Implementing virtual environments allows schools to provide learning materials easier and cost-effectively. Since the virtual environment hosts all necessary hardware and software, students can access their classes with less expensive and less demanding machines, ones comparable to a Chrome Book or similar low-cost devices.

They also agree that information technology departments can only do so much without the proper infrastructure, support and governance. “School administrators must consistently test and reassess their schools’ technical systems,” said Ladelokum. “They must be willing to observe different areas and develop new tactical changes and must learn that working remotely is the new norm,” he added.

The virus has proven that IT is an essential function of any organization—and that organizations should always be prepared for the unexpected, said Middleton. “Business continuity plans are a must and businesses need to capitalize on technology now more than ever.”

“The biggest thing that we’ve learned during the pandemic is the need to have a game plan so that we’re ready to work and learn on the move,” Tillini agreed.

UMGC 2020-2021 CSS Scholars

At school in his native Nigeria, Olubusayo Ladelokum learned how to work with computers without ever laying hands on one.

“I was in a computer class with no computers,” he said. “We had to imagine learning about computer parts based on drawings the teacher gave us.”

Fast forward several years. After some initial apprehension, Ladelokum, who graduated in 2017 from Coppin State University with a degree in computer science, dove head-first into graduate studies in cybersecurity at UMGC. He has a passion for learning, dreams of one day opening a cybercafé in Nigeria and giving back to the community, and says cybersecurity is a perfect fit for him.

“With new innovations and technologies emerging every day, I always have something to learn,” he said.

Jalynn Middleton, born and raised in Washington, D.C., is a graduate of the School Without Walls. She always had a passion for science and technology, so she said pursuing a degree in information science grew naturally.

After becoming A+ certified, she completed an associate degree in information systems management at Prince George’s Community College, acquired several technical certifications, and solidified cybersecurity as her professional focus. She wants to use her CSS scholarship to help other women and other minority groups pursue IT.

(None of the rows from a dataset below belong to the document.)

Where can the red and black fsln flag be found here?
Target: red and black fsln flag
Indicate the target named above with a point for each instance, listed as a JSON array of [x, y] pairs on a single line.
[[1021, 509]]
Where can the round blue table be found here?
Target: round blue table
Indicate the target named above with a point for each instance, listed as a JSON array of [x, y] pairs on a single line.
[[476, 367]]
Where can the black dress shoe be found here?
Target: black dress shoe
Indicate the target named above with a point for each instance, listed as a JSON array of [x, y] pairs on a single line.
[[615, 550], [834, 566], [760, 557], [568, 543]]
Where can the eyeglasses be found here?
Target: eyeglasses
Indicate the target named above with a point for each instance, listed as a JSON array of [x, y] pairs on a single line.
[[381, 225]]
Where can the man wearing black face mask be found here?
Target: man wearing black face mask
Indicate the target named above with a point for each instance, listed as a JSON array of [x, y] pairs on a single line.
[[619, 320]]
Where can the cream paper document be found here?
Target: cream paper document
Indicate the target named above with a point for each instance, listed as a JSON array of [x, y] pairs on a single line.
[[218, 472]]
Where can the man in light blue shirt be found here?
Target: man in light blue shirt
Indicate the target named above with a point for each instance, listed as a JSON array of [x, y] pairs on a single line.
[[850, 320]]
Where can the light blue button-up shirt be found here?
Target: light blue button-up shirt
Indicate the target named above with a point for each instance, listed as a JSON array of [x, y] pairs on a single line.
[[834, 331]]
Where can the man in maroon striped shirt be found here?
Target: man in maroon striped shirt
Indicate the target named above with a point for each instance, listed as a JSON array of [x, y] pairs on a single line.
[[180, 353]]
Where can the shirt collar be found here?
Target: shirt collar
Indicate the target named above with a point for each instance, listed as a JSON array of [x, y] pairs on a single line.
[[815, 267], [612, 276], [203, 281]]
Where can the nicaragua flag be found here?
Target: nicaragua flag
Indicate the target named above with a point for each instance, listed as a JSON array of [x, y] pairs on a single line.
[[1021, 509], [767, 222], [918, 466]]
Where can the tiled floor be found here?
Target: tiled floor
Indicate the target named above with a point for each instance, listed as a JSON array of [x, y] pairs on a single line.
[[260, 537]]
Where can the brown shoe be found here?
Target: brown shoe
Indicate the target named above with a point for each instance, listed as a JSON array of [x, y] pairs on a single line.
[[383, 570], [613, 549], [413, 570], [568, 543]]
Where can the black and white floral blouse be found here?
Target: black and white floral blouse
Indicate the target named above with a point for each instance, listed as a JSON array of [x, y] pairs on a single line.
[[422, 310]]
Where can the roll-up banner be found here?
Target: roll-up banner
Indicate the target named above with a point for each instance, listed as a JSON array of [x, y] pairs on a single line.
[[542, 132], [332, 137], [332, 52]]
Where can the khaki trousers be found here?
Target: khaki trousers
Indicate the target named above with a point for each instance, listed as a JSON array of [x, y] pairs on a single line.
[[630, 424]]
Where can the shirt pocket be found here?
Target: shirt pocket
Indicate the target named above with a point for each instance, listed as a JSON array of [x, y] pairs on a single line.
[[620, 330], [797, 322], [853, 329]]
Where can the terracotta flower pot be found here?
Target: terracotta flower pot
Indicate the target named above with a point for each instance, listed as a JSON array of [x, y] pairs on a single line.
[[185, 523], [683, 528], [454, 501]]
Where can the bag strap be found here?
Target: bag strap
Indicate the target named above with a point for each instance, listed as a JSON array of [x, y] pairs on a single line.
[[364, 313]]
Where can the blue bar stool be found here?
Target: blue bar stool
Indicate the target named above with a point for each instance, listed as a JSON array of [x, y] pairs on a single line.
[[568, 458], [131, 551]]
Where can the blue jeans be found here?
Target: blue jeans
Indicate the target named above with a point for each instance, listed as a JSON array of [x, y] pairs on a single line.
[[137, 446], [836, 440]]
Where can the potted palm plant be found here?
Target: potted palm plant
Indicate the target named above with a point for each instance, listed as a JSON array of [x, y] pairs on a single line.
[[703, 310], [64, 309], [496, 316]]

A full-time employee, student, and parent, Middleton’s road has not always been easy. Despite financial setbacks and time sacrifices, she said she has been able to find a balance that meets her needs.

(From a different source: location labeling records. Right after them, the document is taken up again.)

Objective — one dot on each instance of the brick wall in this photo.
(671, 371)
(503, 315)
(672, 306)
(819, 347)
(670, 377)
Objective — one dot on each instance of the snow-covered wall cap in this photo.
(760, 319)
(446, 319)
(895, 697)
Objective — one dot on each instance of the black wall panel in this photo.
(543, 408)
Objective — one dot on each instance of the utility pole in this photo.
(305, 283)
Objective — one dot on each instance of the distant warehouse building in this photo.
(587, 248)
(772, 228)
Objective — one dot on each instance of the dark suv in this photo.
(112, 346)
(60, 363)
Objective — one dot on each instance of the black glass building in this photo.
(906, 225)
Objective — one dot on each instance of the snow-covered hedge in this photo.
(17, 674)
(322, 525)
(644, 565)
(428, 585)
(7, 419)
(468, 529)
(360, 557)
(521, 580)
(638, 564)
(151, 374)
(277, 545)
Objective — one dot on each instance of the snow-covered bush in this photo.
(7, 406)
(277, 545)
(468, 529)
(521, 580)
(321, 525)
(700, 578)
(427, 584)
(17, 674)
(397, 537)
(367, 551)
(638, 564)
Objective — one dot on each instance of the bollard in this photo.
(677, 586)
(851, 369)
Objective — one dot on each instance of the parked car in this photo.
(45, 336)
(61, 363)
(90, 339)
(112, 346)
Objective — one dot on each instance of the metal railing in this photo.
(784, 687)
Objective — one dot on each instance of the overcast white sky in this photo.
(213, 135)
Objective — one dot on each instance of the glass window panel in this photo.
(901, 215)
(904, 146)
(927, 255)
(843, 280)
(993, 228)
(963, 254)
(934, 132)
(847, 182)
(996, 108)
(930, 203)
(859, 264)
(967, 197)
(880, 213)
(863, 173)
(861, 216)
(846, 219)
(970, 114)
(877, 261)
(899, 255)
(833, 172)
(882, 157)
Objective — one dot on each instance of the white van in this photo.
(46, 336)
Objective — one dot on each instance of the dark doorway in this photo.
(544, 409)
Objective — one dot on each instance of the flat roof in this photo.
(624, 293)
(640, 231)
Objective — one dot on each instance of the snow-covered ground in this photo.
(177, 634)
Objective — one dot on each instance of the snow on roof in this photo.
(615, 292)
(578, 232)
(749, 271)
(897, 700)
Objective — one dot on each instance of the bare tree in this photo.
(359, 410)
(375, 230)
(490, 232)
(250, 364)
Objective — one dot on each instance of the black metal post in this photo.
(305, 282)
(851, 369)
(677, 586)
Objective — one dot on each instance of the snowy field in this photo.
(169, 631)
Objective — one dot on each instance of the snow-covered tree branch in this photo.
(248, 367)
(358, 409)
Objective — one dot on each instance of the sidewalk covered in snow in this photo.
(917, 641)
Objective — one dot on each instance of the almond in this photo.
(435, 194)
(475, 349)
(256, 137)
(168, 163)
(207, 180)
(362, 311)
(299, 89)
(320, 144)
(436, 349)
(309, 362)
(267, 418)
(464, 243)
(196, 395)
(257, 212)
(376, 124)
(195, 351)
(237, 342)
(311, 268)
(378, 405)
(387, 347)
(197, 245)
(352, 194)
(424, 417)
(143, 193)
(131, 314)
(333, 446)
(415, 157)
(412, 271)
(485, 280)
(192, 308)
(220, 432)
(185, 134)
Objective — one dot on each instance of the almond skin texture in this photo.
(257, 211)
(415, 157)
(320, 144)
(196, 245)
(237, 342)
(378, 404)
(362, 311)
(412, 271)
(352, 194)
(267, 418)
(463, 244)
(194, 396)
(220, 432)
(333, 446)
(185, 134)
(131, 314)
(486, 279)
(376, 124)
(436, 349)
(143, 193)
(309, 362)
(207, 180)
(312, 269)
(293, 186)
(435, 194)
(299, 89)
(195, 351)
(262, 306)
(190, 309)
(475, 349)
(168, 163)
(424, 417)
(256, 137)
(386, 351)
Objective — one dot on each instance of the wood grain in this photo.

“Being a woman of distinction and [a person] my daughter can be proud of has become my driving force,” she said. “I am proof that technology can take you anywhere.”

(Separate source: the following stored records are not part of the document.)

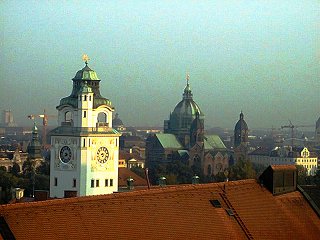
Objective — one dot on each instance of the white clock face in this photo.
(65, 154)
(102, 155)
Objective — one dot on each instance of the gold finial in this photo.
(188, 77)
(85, 58)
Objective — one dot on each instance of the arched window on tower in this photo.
(102, 119)
(209, 170)
(68, 118)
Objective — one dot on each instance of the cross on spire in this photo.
(85, 58)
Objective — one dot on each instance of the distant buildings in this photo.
(285, 156)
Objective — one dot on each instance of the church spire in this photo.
(187, 94)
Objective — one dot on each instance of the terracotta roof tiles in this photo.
(177, 212)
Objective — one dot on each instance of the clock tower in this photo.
(84, 146)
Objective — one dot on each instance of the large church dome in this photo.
(183, 114)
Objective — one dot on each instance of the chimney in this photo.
(195, 179)
(130, 181)
(162, 181)
(17, 193)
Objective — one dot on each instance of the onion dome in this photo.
(85, 79)
(86, 73)
(85, 88)
(241, 124)
(117, 121)
(196, 130)
(240, 131)
(34, 147)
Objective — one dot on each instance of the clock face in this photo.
(65, 154)
(102, 155)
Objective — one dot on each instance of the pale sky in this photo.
(261, 57)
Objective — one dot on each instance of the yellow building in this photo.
(284, 156)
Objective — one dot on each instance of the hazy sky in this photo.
(262, 57)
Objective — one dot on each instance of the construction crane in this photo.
(45, 117)
(292, 131)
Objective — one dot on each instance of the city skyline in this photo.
(260, 58)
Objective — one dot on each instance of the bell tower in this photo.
(85, 147)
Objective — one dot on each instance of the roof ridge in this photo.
(123, 195)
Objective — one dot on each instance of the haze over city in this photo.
(261, 57)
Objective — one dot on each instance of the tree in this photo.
(15, 170)
(7, 181)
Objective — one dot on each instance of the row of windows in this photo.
(310, 167)
(286, 160)
(96, 183)
(74, 182)
(89, 142)
(306, 160)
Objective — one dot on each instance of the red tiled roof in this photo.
(128, 156)
(125, 173)
(178, 212)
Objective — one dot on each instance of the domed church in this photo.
(184, 139)
(184, 113)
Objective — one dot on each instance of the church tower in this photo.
(241, 139)
(317, 137)
(84, 146)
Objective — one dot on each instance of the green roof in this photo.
(213, 142)
(168, 141)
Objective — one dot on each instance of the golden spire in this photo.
(85, 58)
(187, 78)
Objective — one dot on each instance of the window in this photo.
(92, 182)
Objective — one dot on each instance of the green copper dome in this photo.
(185, 112)
(86, 73)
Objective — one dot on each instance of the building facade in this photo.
(85, 147)
(286, 156)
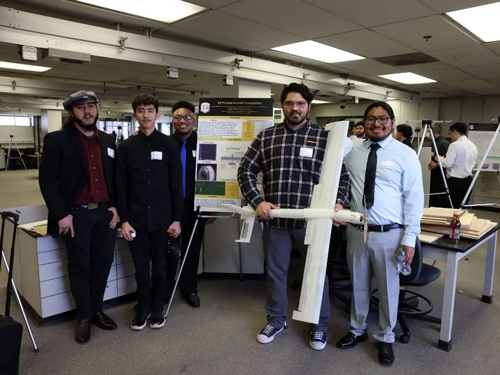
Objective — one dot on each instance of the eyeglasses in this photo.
(185, 118)
(301, 104)
(382, 120)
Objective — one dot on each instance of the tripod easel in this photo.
(9, 158)
(427, 124)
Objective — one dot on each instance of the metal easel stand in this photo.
(199, 216)
(427, 124)
(476, 175)
(11, 285)
(9, 158)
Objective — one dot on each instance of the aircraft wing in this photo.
(319, 230)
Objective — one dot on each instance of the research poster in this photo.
(226, 127)
(481, 135)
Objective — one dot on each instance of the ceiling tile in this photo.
(316, 21)
(222, 25)
(214, 4)
(383, 12)
(488, 91)
(484, 71)
(411, 33)
(370, 67)
(472, 84)
(366, 43)
(442, 6)
(446, 75)
(473, 55)
(418, 68)
(280, 56)
(177, 34)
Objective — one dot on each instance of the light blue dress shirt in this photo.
(399, 191)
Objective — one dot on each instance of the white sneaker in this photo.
(318, 340)
(266, 335)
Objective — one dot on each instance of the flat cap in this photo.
(80, 97)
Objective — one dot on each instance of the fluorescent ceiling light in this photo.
(481, 21)
(317, 51)
(407, 78)
(30, 68)
(167, 11)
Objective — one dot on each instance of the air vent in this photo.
(407, 59)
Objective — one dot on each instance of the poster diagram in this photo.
(481, 135)
(226, 127)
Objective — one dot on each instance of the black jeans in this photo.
(188, 282)
(149, 248)
(90, 255)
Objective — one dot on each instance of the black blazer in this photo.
(64, 172)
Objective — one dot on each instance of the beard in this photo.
(294, 121)
(86, 127)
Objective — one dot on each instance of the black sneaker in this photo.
(267, 334)
(140, 319)
(157, 318)
(318, 340)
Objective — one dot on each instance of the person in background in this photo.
(149, 199)
(386, 184)
(288, 182)
(404, 133)
(77, 181)
(186, 138)
(437, 182)
(459, 162)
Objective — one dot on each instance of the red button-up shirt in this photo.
(96, 190)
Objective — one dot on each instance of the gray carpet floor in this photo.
(220, 337)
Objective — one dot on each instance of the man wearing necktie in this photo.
(184, 121)
(386, 184)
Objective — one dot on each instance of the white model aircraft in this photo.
(319, 223)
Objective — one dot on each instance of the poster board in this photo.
(226, 128)
(481, 135)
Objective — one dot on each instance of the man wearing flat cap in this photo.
(78, 185)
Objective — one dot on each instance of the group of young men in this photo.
(148, 183)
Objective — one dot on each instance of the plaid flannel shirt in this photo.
(288, 177)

Michael Tillini said he always had a fascination with computers. After a job at a local computer repair shop in high school, Tillini gravitated toward network security, which led to his current interest in cybersecurity, digital forensics and penetration testing. Tillini said he hopes that his CSS scholarship experience will lead to his dream job as a network engineer or a cybersecurity analyst for a government intelligence agency.

“I hope to gain additional knowledge on how cybersecurity operates in the enterprise realm,” he said.